When bhäva attains to the very essence of intensity, completely melting the devotee’s heart and marked by a profusion of the trans-egoic sense of “myness” [in relation to one’s beloved Lord], it is called prema by the wise. (TS)
Bhāva here means the sthāyi-bhāva, which is the same as a samskāra or vāsanā, i.e., subconscious conditioning and the shape it gives to the psyche. These are the latent desires and tendencies in the subconscious that are awakened by external stimuli into a manifest state. When that assimilated nature or character (bhāva) becomes manifest, it is rasa or prema.

The primary inspirator for rasa is the reciprocation of the object of love. In that sense, bhāva or love as it resides in the subject, is never full on its own even though it is, on its own, śuddha-sattva-viśeṣātmā, etc. 
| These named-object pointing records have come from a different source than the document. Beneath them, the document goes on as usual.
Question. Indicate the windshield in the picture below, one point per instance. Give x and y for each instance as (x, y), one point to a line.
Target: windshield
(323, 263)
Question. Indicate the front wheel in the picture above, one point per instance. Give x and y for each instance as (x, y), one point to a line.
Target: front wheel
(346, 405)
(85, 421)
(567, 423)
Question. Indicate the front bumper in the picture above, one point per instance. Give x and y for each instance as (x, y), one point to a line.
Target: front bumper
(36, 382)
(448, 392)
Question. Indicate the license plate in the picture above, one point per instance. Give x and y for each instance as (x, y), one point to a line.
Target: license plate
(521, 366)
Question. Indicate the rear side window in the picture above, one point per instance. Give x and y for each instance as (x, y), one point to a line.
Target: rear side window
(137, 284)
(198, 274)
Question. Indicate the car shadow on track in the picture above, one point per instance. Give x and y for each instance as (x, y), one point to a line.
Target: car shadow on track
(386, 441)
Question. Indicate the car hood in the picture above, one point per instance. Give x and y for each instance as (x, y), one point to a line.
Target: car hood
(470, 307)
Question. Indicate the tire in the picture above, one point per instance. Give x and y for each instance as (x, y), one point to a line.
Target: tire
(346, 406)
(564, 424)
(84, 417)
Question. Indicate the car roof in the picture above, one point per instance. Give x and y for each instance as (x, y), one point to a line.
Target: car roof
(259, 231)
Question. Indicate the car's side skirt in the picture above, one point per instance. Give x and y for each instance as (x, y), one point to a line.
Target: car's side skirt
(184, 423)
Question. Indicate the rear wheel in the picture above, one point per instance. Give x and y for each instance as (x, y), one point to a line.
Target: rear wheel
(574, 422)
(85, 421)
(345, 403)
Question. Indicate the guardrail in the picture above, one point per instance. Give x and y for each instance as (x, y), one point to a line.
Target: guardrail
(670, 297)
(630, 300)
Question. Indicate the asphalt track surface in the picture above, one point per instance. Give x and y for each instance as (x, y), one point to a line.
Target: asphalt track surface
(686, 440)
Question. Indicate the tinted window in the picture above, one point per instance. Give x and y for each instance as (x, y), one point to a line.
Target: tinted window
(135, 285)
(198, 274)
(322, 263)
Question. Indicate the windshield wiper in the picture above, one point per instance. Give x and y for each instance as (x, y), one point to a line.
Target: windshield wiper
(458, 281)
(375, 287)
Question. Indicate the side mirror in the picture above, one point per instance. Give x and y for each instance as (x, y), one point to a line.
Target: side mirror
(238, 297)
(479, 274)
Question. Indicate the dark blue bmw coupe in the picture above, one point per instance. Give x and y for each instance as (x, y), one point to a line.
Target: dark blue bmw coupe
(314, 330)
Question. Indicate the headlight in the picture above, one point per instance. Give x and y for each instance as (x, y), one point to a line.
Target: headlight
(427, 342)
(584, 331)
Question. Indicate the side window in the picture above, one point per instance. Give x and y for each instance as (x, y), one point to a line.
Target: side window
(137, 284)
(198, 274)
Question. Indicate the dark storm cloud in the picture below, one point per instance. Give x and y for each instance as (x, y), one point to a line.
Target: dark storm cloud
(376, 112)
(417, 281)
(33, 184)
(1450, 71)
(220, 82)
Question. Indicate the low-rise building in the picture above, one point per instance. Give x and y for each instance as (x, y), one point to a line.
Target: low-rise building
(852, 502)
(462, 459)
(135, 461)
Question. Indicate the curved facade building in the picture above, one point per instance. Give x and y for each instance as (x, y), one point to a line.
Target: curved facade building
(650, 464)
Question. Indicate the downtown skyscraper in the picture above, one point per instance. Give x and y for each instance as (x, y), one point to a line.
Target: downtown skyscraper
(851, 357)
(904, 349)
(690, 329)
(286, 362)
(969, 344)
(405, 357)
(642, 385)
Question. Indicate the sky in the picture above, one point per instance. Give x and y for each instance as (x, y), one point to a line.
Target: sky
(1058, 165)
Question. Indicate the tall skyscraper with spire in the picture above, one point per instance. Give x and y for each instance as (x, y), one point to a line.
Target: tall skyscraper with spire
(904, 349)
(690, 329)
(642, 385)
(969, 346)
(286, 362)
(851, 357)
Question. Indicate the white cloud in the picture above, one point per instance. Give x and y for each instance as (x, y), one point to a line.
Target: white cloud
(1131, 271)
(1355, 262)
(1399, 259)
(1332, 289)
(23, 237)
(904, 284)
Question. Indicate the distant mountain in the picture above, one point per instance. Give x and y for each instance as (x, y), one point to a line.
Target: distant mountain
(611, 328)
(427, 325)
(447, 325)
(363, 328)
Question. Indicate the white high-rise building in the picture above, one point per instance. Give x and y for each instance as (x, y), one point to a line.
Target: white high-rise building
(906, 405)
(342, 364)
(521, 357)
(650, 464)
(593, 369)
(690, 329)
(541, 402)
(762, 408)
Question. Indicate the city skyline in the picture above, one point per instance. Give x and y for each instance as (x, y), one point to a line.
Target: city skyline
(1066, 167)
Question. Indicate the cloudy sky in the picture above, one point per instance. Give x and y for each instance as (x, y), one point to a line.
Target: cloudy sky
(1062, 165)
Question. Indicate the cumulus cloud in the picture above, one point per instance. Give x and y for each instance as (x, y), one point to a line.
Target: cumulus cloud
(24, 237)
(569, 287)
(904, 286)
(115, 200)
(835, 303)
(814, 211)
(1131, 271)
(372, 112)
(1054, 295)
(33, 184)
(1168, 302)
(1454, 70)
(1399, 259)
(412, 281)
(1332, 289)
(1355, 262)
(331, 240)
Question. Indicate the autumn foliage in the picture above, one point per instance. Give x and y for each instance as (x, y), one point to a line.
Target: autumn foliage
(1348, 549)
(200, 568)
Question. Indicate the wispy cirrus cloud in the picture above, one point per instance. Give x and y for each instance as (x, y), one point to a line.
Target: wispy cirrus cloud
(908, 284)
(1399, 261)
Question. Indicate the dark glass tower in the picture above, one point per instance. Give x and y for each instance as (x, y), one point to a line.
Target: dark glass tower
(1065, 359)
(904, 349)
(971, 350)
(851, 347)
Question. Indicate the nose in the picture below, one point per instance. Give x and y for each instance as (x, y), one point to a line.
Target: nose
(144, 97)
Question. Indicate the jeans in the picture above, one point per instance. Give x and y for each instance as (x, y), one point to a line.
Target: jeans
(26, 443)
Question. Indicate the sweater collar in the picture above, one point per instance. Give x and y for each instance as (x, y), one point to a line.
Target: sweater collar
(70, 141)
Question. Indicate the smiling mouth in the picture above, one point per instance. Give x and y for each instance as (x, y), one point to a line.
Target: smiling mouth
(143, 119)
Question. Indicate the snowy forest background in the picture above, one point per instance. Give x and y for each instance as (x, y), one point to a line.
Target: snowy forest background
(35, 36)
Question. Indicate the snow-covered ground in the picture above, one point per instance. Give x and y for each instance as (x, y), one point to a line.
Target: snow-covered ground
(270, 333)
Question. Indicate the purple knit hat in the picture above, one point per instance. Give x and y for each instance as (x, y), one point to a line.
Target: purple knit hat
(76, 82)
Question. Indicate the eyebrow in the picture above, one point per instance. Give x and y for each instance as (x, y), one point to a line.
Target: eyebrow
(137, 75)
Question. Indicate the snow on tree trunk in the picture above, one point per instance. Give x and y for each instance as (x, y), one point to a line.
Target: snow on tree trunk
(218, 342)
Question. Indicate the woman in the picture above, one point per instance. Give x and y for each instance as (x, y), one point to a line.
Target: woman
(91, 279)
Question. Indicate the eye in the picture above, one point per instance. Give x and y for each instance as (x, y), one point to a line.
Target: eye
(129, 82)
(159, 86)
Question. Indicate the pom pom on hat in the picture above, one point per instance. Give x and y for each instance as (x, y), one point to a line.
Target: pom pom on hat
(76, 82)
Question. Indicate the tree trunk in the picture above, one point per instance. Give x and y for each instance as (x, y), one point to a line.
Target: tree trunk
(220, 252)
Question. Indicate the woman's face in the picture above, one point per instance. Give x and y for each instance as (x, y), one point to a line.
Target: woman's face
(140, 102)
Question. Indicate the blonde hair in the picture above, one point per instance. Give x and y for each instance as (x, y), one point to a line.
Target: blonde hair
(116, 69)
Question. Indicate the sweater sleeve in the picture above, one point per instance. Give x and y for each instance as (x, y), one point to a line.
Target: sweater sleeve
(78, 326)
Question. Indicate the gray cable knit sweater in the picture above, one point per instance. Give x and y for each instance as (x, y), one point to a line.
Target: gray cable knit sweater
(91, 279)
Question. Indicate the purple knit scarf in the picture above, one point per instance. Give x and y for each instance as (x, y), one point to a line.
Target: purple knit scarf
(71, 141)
Although Madhusudana Saraswati is later than Rupa, the two seem to be sharing a fundamental similarity of understanding about the psychological mechanics of rasa. Remember that Rupa Goswami is in the process of marrying the concept of bhakti/prema to that of rati/rasa. Madhusudana is doing the same, but approaches from the Advaita standpoint. But his defense of bhakti from that stance is extremely insightful

He says that when strong emotions are produced, e.g., lust, anger, affection, fear, etc., the mind melts and it is possible for an imprint to be made on the unconscious mind. These imprints then affect the character. The composite of these samskāras is our personality.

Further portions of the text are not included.